And I’m forevermore grateful because what followed was something I couldn’t have possibly foreseen: I laughed, teared up, cackled, and became super invested in the lives of this incredible cast of characters, both supporting and leading, from Alice Island. The blurb does an excellent job of capturing their defining moments:

A. J. Fikry’s life is not at all what he expected it to be. His wife has died, his bookstore is experiencing the worst sales in its history, and now his prized possession, a rare collection of Poe poems, has been stolen. Slowly but surely, he is isolating himself from all the people of Alice Island—from Lambiase, the well-intentioned police officer who’s always felt kindly toward Fikry; from Ismay, his sister-in-law who is hell-bent on saving him from his dreary self; from Amelia, the lovely and idealistic (if eccentric) Knightley Press sales rep who keeps on taking the ferry over to Alice Island, refusing to be deterred by A.J.’s bad attitude. Even the books in his store have stopped holding pleasure for him. These days, A.J. can only see them as a sign of a world that is changing too rapidly.

And then a mysterious package appears at the bookstore. It’s a small package, but large in weight. It’s that unexpected arrival that gives A. J. Fikry the opportunity to make his life over, the ability to see everything anew. It doesn’t take long for the locals to notice the change overcoming A.J.; or for that determined sales rep, Amelia, to see her curmudgeonly client in a new light; or for the wisdom of all those books to become again the lifeblood of A.J.’s world; or for everything to twist again into a version of his life that he didn’t see coming. As surprising as it is moving, The Storied Life of A. J. Fikry is an unforgettable tale of transformation and second chances, an irresistible affirmation of why we read, and why we love.

As I mentioned at the start of this review, I was drawn to the beginning of this book a lot thanks to the numerous laugh-out-loud moments when the main character kept breaking the fourth wall left and right.

“My wife and I,” A.J. replied without thinking. “Oh Christ, I just did that stupid thing where the character forgets that the spouse has died and he accidentally uses ‘we.’ That’s such a cliché. Officer”—he paused to read the cop’s badge—“Lambiase, you and I are characters in a bad novel. Do you know that? How the heck did we end up here? You’re probably thinking to yourself, Poor bastard, and tonight you’ll hug your kids extra tight because that’s what characters in these kinds of novels do. You know the kind of book I’m talking about, right? The kind of hotshot literary fiction that, like, follows some unimportant supporting character for a bit so it looks all Faulkneresque and expansive. Look how the author cares for the little people! The common man! How broad-minded he or she must be! Even your name. Officer Lambiase is the perfect name for a clichéd Massachusetts cop. Are you racist, Lambiase? Because your kind of character ought to be racist.”

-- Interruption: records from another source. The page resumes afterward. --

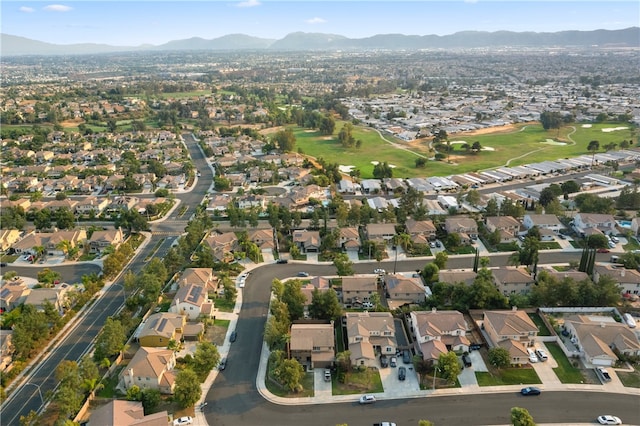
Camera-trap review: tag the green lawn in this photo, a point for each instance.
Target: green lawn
(358, 382)
(631, 380)
(525, 145)
(565, 371)
(542, 327)
(508, 376)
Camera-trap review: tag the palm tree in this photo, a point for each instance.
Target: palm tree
(593, 146)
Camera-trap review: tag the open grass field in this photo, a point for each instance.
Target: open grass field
(520, 144)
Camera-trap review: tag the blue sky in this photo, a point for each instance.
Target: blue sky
(131, 23)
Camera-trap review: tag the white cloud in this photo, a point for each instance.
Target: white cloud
(249, 3)
(57, 8)
(315, 20)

This made me throw my head back with laughter. INCREDIBLE.

I went into this book so hesitant because I thought it would read exactly like what the author was making fun of in the above paragraph… But needless to say, I was more than mislead. The last time I felt this same amount of surprise was when I finally caved in to watch the film Deadpool (which is the last thing I thought I’d be comparing this book with), and was utterly blown away with its crass and precise humor.

And the same type of wit is being used by our main character, the snarky and grumpy A. J. Fikry.

Aside from appreciating the more comical moments, I also enjoyed Gabrielle Zevin’s swift novel for making each chapter feel like a short story. Similar to how the Netflix tv series, Master of None uses each episode to explore a different theme (which I’ll talk about extensively in my May Wrap Up, coming in the next couple of days on my blog), this book dived into the notions of fatherhood, grief, love, friendship, book people and lovers, and so much more.

Plus, A. J. Fikry’s short reviews to his “dear little nerds” interspersed at the start of a new chapter made reading the book that more enjoyable. A. J. had always something noteworthy written down that would make me think for days to come.

“My life is in these books, he wants to tell her. Read these and know my heart.”

This standout of a novel was full of eclectic, charming, mismatched characters with the addition of memorable quotes to ponder (I nearly underlined every other line), and twists and turns at each corner, promising to really do a number on your mind. But at the heart of it all, there’s a quiet allure to this world Zevin created that held me glued to the pages, completely rapt, till I reached that dreaded last page. And to conclude, reading about these lovely nerds, who perfectly get my love for reading, was a comfort for my soul. I feel like this next quote sums up my chance encounter with this read pretty well: “the necessity of encountering stories at precisely the right time in our lives.” I’m beyond grateful that I had the joy to discover The Storied Life of A. J. Fikry.